Computer vs. Human Information Processing: Differences and Insights
Modern AI and the human brain both harness the power of processing information, yet they do so in fundamentally different ways. The human brain is a sort of “biological computer,” collecting data about the world through our senses. Over the last few decades, researchers have applied the power of computation to understanding how our brains work, with the goal of gaining a better understanding of human intelligence and neurological disease. Artificial intelligence is transforming the lives of researchers and patients alike.

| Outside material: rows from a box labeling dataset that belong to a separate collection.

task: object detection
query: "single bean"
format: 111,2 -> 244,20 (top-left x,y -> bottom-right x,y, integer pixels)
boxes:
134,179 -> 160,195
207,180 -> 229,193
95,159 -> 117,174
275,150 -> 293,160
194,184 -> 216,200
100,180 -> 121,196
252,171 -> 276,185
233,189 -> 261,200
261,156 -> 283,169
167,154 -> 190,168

Network Neuroscience: Mapping the Brain
Network neuroscience is the study of the brain as a system of connections. Researchers use large datasets to study the structure and function of the brain. But the idea of the brain as a network has been around much longer. Nineteenth-century neuroscientist David Ferrier “almost defines brain networks” in a book he authored, says Cornelis Stam, a neuroscientist at Amsterdam University Medical Center. A neuroscience textbook may describe the brain as having separate regions controlling specific actions. Instead, they study the brain almost like a city transit map.
“Connectivity has become sort of a way that people interrogate human brains more and more these days,” says Sporns. Understanding these connections and networks can give researchers a better grasp of how the brain is so efficient. For example, a baby may only see a handful of human faces in its first few months of life and can learn to tell them apart. The human brain “is incredibly good at doing some things that computers have a very hard time of doing still,” Sporns says.
AI and the Human Brain: Contrasting Strengths
There are several theories for why AI can’t do what the human brain does, says physicist Dani Bassett of the University of Pennsylvania. AI systems can take a lesson from the human brain’s constraints. It’s small in volume and energy consumption, but still very powerful. “Where can we use simple models and have them informed by machine learning?” Bassett asks. “It's actually at that intersection that we'll be able to better understand the unexpected simplicities in complex systems,” Bassett says.

Brain Networks and Neurological Disorders
The models of brain networks scientists like Sporns and Bassett develop are not limited to understanding intelligence in the healthy brain. In conditions like Alzheimer’s disease and epilepsy, damage to brain networks can reroute neurological traffic to other major “hubs,” Stam proposes. “The whole hypothesis is that this overload, or this redirection, actually is the cause of a lot of problems,” Stam says. “If it lasts too long, then you get a cascade." Stam studies how this overload can be tracked and used as a biomarker, or measurable indication of disease. Human representations of brain networks are inherently imperfect, but they are constantly improving.
Network Control Theory and Future Directions
Bassett is forging new ideas in the study of network control theory. “You ask, what inputs have to be put into the brain in order to push it in a particular direction in some state space?” Bassett says. And in turn, advances in how we study the brain can feed back into better models of disease. They all contribute to the larger view given by network neuroscience.
“You need problems from neurology, but also hypotheses from neurobiology, and also the mathematical measures and tools, and then it all comes together,” Stam says. “I think it's highly interdisciplinary and integrative, but the funny thing is that it is not about one disease. It's not the trick that you apply to one disease, and then it stops.
Information Processing: A Historical Perspective
The development of the computer in the 1950s and 1960s had an important influence on psychology. The computer gave cognitive psychologists a metaphor, or analogy, to which they could compare human mental processing.
The Information Processing Model of Memory
The information processing model of memory consists of a series of stages, or boxes, representing stages of processing. This information can be used by other parts of the brain relating to mental activities such as memory, perception, and attention. When we selectively attend to one activity, we tend to ignore other stimulation.
Evaluative Points
However, there are a number of evaluative points to bear in mind when studying these models and the information processing approach in general.
- There is evidence from dual-task experiments that parallel processing is possible.
- Although these laboratory experiments are easy to interpret, the data may not apply to the real world outside the laboratory.
- Expectation (top-down processing) often overrides information actually available in the stimulus (bottom-up), which we are, supposedly, attending to. These influences are known as “top-down” or “conceptually-driven” processes.